Meski hidup di lingkungan dengan kadar oksigen tinggi, gabus gunung mampu mengambil oksigen langsung dari udara sehingga dengan volume air yang sedikit pun, mereka masih bisa bertahan hidup dan berkembang.
’’Pernah dapat langsung dari sekitar Gunung Arjuno-Welirang itu sama Pacet, Mojokerto. Ya, di dekat bebatuan sungai,’’ ungkapnya.
Saat temuan awal, ikan tersebut memiliki warna dan corak yang sama dengan gabus pada umumnya.
Agar corak dan warna khas dari limbata muncul, diperlukan perlakuan khusus.

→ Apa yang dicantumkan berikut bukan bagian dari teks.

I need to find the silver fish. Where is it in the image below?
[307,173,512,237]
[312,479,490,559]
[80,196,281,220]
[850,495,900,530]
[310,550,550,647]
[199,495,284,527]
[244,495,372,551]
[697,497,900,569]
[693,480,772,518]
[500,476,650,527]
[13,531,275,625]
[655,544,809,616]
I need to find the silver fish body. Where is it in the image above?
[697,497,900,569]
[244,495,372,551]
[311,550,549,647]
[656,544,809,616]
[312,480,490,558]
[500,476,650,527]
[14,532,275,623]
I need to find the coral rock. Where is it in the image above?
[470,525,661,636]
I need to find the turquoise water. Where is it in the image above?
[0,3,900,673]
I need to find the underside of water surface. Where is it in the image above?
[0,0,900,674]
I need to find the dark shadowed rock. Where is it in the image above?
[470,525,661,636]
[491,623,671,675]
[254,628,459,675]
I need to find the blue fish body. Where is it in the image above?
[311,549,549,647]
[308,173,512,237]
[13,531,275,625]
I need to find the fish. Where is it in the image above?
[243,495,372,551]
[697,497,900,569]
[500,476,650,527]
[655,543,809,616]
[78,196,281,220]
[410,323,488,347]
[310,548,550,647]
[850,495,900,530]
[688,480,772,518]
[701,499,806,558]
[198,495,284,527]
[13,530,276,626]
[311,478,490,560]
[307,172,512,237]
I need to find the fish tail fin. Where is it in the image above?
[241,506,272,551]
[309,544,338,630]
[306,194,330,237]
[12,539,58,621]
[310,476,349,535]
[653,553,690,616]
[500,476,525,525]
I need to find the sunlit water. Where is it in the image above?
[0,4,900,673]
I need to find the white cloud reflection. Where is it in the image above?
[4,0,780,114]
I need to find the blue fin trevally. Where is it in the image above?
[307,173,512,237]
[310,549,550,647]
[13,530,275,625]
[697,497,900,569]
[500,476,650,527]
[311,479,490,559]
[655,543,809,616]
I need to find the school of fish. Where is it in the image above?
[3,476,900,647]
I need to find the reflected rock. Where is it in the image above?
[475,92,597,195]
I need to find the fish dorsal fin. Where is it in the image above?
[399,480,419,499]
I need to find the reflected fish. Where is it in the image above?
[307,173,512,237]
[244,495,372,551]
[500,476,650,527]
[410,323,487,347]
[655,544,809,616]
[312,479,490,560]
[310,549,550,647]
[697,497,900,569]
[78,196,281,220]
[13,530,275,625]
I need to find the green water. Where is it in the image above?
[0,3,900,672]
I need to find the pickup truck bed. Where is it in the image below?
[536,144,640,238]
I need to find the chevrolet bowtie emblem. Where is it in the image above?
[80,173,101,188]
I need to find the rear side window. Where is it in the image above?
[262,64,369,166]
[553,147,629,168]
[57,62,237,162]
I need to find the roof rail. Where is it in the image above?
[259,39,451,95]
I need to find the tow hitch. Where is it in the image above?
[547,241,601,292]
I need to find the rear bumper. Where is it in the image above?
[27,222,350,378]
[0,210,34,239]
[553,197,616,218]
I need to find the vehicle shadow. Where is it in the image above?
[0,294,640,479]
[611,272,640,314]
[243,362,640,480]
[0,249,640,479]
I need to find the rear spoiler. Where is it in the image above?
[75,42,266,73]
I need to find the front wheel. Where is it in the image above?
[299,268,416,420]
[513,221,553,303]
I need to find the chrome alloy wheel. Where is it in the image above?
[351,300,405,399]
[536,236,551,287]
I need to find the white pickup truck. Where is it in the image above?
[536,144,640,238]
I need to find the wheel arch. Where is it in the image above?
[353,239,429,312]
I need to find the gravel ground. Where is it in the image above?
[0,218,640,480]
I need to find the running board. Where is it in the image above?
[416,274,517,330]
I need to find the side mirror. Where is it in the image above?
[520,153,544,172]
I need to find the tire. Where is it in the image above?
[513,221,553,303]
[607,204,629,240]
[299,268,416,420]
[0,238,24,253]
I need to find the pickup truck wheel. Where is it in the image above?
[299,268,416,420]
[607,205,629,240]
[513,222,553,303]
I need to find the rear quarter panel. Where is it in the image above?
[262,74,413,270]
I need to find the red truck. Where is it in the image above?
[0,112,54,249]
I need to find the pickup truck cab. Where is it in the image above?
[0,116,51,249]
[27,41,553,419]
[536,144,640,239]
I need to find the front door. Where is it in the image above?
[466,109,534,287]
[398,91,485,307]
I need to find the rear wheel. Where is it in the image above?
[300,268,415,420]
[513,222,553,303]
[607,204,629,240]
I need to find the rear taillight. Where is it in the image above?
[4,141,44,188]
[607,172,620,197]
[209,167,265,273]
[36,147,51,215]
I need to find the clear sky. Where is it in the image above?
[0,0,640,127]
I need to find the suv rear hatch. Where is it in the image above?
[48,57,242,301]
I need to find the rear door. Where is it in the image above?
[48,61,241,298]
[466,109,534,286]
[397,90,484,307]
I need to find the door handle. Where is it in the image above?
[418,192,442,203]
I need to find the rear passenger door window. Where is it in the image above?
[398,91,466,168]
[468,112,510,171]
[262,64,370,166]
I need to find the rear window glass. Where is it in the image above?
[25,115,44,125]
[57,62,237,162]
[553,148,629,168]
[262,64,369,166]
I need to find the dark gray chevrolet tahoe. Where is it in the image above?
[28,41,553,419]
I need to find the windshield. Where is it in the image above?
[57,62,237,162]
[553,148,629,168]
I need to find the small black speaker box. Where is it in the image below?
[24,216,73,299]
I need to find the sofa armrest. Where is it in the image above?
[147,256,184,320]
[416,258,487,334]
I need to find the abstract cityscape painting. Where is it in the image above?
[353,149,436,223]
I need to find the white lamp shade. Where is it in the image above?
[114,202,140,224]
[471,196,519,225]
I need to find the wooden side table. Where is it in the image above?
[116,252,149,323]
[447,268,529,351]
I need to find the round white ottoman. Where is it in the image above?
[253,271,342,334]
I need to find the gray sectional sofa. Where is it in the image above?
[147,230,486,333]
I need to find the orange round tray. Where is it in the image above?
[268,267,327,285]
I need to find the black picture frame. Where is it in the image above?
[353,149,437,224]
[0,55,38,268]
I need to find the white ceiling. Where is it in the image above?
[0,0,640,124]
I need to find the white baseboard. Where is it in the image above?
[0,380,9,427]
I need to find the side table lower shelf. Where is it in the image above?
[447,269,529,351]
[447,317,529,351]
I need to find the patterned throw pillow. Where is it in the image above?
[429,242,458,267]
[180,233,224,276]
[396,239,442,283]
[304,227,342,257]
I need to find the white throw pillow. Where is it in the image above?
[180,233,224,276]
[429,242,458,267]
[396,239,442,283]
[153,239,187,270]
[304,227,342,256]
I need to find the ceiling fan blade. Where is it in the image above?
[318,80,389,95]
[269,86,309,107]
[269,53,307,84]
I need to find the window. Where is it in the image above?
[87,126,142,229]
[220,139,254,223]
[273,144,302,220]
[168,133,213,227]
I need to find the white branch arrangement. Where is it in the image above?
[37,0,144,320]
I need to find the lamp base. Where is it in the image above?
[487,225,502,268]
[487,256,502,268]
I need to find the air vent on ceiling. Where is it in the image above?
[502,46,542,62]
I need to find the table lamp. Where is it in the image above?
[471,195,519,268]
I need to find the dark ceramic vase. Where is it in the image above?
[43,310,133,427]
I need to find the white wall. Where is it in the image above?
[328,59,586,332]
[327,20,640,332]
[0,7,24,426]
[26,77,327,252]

Salah satunya melalui penetrasi pakan hewan hidup yang mengandung protein tinggi.
’’Ikan kecil, udang, dan beberapa jenis bentos. Maggot dan jangkrik juga bisa,’’ ujarnya. Selain itu, yang perlu diperhatikan adalah saat pemindahan dari habitat asal ke akuarium.

-
Menurut dia, yang perlu diadaptasi adalah suhu. Jika gagal beradaptasi dengan suhu kota, gabus gunung bisa terkena white spot dan penyakit velvet.
Jika itu terjadi, yang perlu dilakukan adalah pengobatan segera. Sebab, jika tidak, akan berdampak pada aktivitas ikan yang cenderung pasif.
Lalu, nafsu makan menurun. Pada tingkatan yang parah, ikan akan menabrakkan tubuhnya ke akuarium akibat rasa gatal.
Disinggung soal penilaian dalam kontes tersebut, Andi mengungkapkan bahwa ada lima kategori penilaian. Mulai kemampuan adaptasi, mental ikan, warna, hingga anatomi ikan.
’’Konteks penilaian tetap sama. Berlaku untuk semua jenis, mulai marulioides yellow, aurantimaculata, asiatica, hingga pulchra,’’ tandasnya.
Kontes tersebut tak hanya diikuti peserta dari Pulau Jawa, tetapi juga Sumatera dan Kalimantan.